It shouldn't go without mentioning that she is a master gardener - the absolute coolest garden I have ever had the pleasure of visiting - cool, funky garden houses, a green house made of old windows, hideaway seating areas, nooks and crannies that keep you poking around for days. To top it all off, she and my uncle are organic farmers, grow a vineyard, have chickens and the two largest, and possibly the most spoiled goats of all time. Years of managing a furniture store have also given her incredible design skills and an eye for the unusually whimsical. I can't even begin to describe her unconventional, yet totally hip house. What more could you wish for in an aunt?
Regarding my grandmother, I have missed quite a few years with her as well. This occurred most recently as she was the primary caregiver for my grandfather during his 10-year run with Alzheimer's. I never held any grudges - of course not. I just missed having her as a constant in my life. During this time, I always knew she had some misgivings about not really knowing my children and about missing out on the important events in our lives.
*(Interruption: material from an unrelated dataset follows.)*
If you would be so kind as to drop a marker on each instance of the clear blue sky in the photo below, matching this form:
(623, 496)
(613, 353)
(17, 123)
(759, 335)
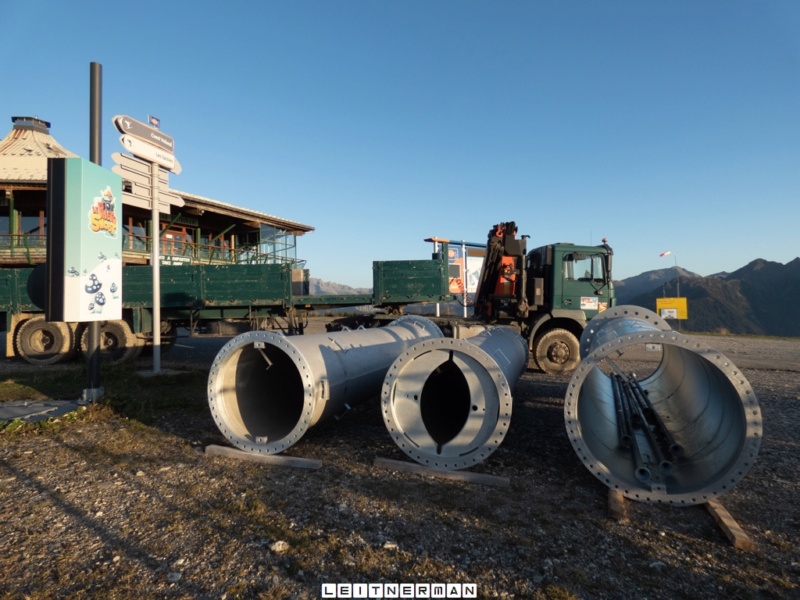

But, it was what life had dealt her and her dedication to my grandfather was beyond admirable. It was a perfect picture of what God asks of us when we say our wedding vows.
After my grandfather passed away in August, I wondered how my grandmother would pick herself up and start living again. Inwardly, I wondered if she wouldn't quickly pass of a heart, broken and grief-stricken. After all, she was married to my grandfather for 67 years. Yet, she has managed to not only move forward, but to have moments of true enjoyment. I hope that our excursion to tea was one of them. I think it was as she savored each morsel of goodies presented to us over a two hour period and said no less than 7 times how wonderful it was to be together.
With a heart bursting with gratitude, I couldn’t agree more.